Acta Paediatr. 1997 Dec;86(12):1340-4. doi: 10.1111/j.1651-2227.1997.tb14910.x.
The recommended treatment for acute diarrhoea includes oral rehydration and rapid refeeding is increasingly recommended. The objective of this study was to assess the home use of oral rehydration, and rehydration and realimentation in hospital. The parents of children (aged less than 4 y) with acute diarrhoea answered questions on supplementary fluids and diet during the current diarrhoea at home (n = 129). The admitted patients (n = 60) were weighed daily and food consumption was measured (consecutive 3-d food record). Oral rehydration had been attempted in 67% of the children managed at the outpatient department and in 65% of those admitted. The total energy intake was on average 697 kcal (95% confidence interval 639-755), which is two-thirds of that recommended for the age group. Oral rehydration has become accepted in the management of acute diarrhoea, while rapid realimentation is not yet equally endorsed.

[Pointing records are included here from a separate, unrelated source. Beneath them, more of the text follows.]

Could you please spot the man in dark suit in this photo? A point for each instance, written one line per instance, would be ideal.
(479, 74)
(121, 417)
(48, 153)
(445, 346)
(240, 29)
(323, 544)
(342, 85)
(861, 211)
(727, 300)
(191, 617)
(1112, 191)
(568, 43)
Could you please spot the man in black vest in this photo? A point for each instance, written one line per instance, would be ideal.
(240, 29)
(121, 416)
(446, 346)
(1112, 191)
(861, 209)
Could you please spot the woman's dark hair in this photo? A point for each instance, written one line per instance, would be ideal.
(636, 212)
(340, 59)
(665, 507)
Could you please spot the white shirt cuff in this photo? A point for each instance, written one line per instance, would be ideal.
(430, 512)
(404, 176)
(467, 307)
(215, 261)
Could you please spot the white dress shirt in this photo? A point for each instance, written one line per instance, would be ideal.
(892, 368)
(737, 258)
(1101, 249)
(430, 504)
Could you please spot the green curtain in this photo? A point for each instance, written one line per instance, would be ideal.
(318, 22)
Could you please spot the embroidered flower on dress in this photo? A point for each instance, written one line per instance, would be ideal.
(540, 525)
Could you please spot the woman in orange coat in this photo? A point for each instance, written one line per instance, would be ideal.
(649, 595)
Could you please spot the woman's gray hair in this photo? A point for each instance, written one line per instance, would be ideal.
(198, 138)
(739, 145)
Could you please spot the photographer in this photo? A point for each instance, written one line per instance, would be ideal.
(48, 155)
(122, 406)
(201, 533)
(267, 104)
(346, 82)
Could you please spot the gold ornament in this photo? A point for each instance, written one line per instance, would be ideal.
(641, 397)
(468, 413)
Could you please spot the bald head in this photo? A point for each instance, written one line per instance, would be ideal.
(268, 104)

急性腹泻的推荐治疗方法包括口服补液,并且越来越推荐快速恢复喂食。本研究的目的是评估口服补液在家中的使用情况,以及在医院中的补液和重新喂食情况。患有急性腹泻的儿童(年龄小于4岁)的父母回答了有关在家中当前腹泻期间补充液体和饮食的问题(n = 129)。对入院患者(n = 60)每天称重,并测量食物摄入量(连续3天的食物记录)。在门诊治疗的儿童中有67%尝试过口服补液,入院儿童中有65%尝试过。总能量摄入量平均为697千卡(95%置信区间639 - 755),这是该年龄组推荐摄入量的三分之二。口服补液已被接受用于急性腹泻的治疗,而快速恢复喂食尚未得到同样的认可。